(Prepare yourselves. This post is about the sexiest paper that I have read in a long time.)
Many plants are covered in tiny hairs, called trichomes, which defend the plant by trapping insects. These can be hooked trichomes that snag insects, or glandular trichomes that produce secretions that the insects stick to. These trichomes may be beneficial because they trap and kill insects that might harm the plant. But they also seem somewhat detrimental, because predatory insects (e.g., lady beetles) that might benefit the plant by killing herbivorous insects (e.g., aphids) might also get stuck in the trichomes and die (Eisner et al. 1998).
However, some predatory arthropods can avoid getting stuck in the trichomes. For instance, the common tarweed has glandular trichomes, but it is still visited by five types of predatory arthropods (Krimmel and Pearse 2013). Interestingly, those predatory arthropods will eat both dead and living insect prey. AND GUESS WHAT?! Just like plants use extrafloral nectaries and food bodies to attract ant defenders, the dead insects trapped in the sticky trichomes of the tarweed attract those five predatory arthropods. Those predators reduce herbivory from a caterpillar by 60%, and that reduced herbivory leads to greater plant fitness. A. Maze. Ing. Go read the paper. It’s beautiful.
Fun facts from the paper:
20-30% of vascular plants have glandular trichomes. So, this specialized predator attraction may be a widespread phenomenon.

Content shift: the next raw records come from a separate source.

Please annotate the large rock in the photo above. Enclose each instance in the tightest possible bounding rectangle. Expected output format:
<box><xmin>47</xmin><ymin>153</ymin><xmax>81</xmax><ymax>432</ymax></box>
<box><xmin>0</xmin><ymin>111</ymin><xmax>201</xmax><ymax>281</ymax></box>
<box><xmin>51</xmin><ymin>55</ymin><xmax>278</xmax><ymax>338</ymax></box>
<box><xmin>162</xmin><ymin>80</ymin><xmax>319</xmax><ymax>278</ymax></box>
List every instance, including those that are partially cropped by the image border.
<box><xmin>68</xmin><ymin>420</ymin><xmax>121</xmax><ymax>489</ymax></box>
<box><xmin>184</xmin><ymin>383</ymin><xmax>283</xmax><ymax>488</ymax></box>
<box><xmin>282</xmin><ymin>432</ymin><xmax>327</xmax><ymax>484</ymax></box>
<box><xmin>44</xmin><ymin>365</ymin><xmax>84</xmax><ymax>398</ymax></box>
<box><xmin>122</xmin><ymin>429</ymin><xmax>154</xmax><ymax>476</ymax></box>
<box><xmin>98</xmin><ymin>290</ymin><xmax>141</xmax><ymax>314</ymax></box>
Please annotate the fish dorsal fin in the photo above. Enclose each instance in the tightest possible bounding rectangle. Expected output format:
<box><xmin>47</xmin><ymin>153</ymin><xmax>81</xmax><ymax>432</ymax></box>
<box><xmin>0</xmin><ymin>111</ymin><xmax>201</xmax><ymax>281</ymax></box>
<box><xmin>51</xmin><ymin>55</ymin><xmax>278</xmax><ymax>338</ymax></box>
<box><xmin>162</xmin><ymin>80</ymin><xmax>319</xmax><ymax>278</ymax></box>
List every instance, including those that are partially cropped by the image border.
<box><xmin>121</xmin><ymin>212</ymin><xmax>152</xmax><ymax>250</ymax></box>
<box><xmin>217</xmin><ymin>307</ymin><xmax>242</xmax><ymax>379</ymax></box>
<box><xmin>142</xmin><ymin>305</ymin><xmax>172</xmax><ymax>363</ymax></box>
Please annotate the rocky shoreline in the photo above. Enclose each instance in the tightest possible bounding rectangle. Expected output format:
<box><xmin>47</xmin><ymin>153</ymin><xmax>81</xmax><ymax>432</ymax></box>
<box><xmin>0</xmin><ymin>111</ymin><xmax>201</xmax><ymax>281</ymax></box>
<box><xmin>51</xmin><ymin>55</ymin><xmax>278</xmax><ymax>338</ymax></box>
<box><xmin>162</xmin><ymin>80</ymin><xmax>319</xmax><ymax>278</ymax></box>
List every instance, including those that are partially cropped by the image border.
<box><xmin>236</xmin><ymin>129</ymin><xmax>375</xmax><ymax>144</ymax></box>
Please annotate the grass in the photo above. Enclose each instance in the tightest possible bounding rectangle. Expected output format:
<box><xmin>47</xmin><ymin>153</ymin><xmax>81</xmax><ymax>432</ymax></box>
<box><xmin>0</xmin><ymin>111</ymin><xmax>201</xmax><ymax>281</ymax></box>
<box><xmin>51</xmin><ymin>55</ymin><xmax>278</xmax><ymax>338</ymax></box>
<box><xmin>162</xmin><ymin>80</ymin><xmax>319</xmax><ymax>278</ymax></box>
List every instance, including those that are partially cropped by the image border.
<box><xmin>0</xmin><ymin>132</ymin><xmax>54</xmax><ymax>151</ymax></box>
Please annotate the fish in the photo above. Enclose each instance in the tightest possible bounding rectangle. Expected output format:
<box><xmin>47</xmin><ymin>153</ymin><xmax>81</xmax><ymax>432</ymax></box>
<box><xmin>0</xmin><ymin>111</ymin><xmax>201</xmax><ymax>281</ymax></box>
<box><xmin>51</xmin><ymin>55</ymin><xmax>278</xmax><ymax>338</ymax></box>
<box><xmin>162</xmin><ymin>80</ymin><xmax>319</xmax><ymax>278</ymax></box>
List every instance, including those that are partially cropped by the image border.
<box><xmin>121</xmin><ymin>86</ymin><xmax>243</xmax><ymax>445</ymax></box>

Individual plants had up to 40 insect corpses at a time!!
References:
Eisner T, Eisner M, Hoebeke ER. 1998. When defense backfires: Detrimental effect of a plant’s protective trichomes on an insect beneficial to the plant. PNAS 95(8): 4410-4414.
Krimmel BA, Pearse IS. 2013. Sticky plant traps insects to enhance indirect defense. Ecology Letters 16: 219–224.
Tarweed bugs! I remember mentioning a similar symbiont-host complex in this article: http://www.otago.ac.nz/parasitegroup/PDF%20papers/LeungPoulin2008-V&M.pdf
…a while ago (p110, last paragraph in the left column)
Good to see more work done on that (or a similar) system!